女はそんな俺達をやすやすと逃すはずもないのだが、何故か歩いて追ってくる。
しかし、歩いているのにもかかわらず、早さはあっちのほうが上に感じた。
「乗り込め、ガキども!」
アルバの掛け声に合わせて馬車に無理やり飛び込むような形で乗り込んだ。
そして、そのままアルバは馬の背中に手鞭を打つと同時に、森中にいななきが響き渡り、飛ぶような速さで走り出す。

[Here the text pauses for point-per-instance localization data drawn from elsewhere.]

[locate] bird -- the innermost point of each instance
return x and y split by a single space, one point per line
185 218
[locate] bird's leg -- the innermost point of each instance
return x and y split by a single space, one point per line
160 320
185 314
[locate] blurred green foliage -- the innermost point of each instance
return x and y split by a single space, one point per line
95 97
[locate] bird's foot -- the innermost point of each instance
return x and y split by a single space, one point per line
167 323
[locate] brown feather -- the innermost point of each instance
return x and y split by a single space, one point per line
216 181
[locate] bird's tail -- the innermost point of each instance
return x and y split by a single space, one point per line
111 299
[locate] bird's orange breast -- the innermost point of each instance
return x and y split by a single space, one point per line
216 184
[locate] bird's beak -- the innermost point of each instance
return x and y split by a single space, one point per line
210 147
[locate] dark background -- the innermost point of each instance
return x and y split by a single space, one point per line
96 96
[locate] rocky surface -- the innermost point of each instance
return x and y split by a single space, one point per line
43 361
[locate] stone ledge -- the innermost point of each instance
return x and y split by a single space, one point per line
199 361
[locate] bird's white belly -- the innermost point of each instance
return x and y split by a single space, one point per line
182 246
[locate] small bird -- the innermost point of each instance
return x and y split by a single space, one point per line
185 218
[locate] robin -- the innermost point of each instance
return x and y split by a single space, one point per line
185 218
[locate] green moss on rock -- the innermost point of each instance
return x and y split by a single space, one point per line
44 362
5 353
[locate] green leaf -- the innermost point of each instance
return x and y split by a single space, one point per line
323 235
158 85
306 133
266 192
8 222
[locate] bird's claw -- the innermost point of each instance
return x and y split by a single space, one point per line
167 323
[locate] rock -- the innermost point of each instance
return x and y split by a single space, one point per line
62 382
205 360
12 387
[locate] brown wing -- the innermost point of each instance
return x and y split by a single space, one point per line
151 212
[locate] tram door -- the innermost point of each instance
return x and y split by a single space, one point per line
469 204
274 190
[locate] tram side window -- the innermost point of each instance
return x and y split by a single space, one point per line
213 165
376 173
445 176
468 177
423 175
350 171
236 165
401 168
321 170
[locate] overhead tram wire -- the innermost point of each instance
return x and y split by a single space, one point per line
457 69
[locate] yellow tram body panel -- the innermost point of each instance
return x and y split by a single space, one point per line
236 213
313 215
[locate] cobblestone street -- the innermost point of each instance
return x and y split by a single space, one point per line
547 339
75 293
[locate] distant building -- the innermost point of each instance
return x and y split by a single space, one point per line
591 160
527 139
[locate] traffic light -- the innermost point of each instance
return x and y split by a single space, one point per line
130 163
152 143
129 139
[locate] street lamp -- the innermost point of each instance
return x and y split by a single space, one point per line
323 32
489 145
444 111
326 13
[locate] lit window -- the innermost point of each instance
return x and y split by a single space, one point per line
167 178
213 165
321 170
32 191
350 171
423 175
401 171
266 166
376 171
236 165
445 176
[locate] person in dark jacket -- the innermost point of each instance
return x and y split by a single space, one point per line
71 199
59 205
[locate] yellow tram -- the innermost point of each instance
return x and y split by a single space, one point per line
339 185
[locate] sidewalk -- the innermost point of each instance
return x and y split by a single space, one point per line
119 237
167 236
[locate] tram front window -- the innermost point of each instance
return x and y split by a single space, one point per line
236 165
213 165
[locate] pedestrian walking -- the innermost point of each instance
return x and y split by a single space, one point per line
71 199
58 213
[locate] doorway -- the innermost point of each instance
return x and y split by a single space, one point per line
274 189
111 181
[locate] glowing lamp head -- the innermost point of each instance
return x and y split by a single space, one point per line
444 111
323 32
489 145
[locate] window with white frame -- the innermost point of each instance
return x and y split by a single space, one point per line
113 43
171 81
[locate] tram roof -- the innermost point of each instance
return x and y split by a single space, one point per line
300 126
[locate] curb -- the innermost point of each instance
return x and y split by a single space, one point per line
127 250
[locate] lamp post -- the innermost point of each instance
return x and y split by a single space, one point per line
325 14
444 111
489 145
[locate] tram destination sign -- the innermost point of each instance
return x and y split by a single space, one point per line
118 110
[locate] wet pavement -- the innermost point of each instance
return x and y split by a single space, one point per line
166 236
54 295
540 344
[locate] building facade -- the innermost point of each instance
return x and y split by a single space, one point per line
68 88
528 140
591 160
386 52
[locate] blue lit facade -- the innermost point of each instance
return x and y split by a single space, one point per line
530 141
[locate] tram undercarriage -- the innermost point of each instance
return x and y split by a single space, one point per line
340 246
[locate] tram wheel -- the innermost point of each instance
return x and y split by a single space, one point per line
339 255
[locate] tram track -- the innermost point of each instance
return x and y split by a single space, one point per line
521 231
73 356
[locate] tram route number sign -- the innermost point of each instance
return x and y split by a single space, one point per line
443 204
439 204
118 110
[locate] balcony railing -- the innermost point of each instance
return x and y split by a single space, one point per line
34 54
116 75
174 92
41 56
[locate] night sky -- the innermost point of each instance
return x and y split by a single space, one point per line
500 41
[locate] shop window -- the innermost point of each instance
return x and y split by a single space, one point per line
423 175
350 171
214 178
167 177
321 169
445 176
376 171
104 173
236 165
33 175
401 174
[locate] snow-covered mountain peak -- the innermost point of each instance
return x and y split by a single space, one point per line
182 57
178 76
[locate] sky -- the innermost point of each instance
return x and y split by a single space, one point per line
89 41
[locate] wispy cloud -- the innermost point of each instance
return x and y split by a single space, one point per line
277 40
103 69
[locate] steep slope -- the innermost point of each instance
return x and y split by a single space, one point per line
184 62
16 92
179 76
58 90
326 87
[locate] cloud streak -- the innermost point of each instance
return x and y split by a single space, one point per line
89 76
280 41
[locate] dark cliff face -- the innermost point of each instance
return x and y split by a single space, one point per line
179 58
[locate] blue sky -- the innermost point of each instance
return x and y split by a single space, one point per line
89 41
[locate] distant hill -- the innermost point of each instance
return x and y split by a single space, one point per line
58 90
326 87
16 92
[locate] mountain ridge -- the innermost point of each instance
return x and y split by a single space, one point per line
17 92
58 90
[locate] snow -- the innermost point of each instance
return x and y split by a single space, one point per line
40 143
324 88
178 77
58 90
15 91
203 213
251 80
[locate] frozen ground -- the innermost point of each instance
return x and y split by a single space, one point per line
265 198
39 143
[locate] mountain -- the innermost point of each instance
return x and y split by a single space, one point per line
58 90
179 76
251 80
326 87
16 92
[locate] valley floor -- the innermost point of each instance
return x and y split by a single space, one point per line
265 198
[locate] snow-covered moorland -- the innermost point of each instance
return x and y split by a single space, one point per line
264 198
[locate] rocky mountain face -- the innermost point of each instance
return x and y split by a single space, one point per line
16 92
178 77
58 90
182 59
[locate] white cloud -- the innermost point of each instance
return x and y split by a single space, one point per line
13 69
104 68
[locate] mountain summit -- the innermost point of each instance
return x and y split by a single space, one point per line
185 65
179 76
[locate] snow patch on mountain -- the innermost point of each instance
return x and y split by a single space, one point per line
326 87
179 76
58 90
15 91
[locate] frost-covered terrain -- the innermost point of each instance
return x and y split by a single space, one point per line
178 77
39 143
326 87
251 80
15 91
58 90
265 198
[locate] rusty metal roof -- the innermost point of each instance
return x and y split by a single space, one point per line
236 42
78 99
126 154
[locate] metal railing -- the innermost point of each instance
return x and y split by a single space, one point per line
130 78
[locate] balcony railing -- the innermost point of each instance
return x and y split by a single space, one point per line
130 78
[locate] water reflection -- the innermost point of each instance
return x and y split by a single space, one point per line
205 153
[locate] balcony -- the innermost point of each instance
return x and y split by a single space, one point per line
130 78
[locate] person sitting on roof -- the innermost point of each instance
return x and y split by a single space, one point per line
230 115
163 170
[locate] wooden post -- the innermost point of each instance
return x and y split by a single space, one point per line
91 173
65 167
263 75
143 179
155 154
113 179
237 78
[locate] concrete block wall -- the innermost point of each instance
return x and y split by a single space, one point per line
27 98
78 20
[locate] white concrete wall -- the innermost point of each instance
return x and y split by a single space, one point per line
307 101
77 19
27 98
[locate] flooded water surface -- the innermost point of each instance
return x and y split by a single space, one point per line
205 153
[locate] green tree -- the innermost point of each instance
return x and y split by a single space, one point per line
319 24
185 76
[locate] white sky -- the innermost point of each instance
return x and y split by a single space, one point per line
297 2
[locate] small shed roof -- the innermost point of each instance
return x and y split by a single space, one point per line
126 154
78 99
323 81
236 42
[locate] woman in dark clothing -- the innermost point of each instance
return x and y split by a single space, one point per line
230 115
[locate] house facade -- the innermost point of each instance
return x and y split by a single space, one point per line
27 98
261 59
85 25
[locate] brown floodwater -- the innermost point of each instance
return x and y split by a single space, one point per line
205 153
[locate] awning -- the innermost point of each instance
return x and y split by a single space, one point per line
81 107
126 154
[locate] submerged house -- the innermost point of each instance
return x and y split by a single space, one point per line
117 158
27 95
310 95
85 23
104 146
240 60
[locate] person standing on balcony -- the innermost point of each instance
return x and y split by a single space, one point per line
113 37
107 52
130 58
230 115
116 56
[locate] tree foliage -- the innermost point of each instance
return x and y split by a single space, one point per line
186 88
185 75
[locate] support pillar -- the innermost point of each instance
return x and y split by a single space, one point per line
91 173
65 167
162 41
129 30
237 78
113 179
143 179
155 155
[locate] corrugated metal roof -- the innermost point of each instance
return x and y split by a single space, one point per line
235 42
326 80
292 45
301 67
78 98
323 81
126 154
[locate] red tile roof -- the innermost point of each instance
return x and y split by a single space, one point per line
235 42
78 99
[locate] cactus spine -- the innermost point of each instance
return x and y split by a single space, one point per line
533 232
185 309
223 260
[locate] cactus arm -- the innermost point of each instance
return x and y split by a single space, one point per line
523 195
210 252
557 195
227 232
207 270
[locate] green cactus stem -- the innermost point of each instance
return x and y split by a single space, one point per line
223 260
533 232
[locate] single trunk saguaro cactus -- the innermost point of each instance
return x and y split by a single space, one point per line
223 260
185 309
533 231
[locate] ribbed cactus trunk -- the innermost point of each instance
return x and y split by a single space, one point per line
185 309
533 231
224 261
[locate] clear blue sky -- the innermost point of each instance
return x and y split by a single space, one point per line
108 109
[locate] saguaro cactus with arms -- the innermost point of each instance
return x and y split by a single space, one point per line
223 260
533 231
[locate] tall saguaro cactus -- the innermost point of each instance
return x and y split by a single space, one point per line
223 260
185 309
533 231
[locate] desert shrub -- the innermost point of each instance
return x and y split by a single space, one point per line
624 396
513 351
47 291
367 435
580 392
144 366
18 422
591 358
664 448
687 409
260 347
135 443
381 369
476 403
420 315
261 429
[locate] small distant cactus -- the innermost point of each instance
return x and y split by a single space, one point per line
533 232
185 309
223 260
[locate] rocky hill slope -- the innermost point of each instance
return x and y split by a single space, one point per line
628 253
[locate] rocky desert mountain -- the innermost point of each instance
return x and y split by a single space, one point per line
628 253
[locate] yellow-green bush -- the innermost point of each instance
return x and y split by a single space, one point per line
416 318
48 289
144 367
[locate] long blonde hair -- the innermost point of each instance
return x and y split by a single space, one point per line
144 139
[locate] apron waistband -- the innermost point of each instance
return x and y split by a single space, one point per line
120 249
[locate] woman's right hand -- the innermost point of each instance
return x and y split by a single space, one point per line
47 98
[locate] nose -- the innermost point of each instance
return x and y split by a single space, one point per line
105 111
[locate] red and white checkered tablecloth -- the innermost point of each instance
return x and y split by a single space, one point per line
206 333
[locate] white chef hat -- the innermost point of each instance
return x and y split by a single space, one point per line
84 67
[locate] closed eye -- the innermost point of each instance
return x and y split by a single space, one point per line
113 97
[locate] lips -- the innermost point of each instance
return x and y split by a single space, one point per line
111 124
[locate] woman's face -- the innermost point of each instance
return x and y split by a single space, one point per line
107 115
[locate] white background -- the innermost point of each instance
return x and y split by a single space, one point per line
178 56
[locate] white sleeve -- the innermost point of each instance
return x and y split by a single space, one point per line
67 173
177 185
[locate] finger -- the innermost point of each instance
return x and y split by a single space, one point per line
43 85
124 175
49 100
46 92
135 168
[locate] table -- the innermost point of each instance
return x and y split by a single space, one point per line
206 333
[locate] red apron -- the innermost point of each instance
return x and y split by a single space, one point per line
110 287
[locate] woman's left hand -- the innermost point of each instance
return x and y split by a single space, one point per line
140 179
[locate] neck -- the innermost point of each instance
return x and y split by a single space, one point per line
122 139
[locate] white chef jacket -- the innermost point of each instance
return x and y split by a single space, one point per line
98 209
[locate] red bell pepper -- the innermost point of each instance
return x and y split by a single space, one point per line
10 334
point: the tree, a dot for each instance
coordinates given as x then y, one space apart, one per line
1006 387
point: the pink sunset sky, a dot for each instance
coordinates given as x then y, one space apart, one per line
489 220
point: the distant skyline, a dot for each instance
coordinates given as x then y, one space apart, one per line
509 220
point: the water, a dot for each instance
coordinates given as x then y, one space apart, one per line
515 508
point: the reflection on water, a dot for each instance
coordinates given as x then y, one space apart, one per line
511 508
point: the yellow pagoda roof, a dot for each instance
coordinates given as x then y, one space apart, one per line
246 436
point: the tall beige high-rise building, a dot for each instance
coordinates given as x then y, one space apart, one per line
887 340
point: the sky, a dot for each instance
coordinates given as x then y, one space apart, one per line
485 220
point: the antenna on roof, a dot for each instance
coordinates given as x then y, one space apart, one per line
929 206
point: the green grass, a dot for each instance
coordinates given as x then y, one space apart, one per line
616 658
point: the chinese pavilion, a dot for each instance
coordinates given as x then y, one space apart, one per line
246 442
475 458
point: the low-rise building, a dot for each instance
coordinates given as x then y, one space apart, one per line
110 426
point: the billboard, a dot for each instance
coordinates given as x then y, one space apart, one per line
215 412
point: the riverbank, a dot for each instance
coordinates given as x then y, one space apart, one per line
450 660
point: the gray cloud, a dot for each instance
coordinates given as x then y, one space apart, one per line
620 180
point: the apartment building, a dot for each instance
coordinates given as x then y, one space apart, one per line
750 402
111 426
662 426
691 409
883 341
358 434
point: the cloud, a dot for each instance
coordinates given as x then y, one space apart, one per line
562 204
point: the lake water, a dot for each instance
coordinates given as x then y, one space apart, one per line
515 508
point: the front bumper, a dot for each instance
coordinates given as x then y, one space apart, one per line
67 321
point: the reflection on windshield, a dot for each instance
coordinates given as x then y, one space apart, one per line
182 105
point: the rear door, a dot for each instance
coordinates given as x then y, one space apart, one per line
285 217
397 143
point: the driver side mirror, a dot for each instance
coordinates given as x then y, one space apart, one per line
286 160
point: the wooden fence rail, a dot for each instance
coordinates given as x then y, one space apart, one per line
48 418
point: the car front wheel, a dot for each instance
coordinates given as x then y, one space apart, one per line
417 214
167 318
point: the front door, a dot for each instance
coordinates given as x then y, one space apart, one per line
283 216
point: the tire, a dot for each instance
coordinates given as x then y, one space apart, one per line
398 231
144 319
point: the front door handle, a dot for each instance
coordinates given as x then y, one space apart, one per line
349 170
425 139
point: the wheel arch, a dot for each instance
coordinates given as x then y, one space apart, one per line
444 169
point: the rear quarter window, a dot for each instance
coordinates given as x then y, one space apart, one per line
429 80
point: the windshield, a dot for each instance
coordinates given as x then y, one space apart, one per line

俺はそのことに一安心して馬車の背もたれに体を預け、隣にいるソフィアに話しかける。
「ソフィア、大丈夫だったか?」
「……はい」
「……その、勇者ってのは本当なのか?」
俺の質問に押し黙ってしまう。
……今はあまり問い詰めないほうがいいだろう。と思って俺は後ろを振り向くと、そこには森を覆いつくしそうなほどの靄が追いかけてきていた。
「アルバさん、後ろッ!」
「うっせぇ、わかってるよ! 揺れっからどっか掴まっとけ!」
アルバは鬱陶しそうに前髪をかき上げ、馬に手鞭を続ける。
俺はソフィアを抑えながら馬車の入り口につかまり、衝撃に備える。
そして、しばらくすると森を抜け、靄もまるで存在しなかったかのような静けさが広がっていた。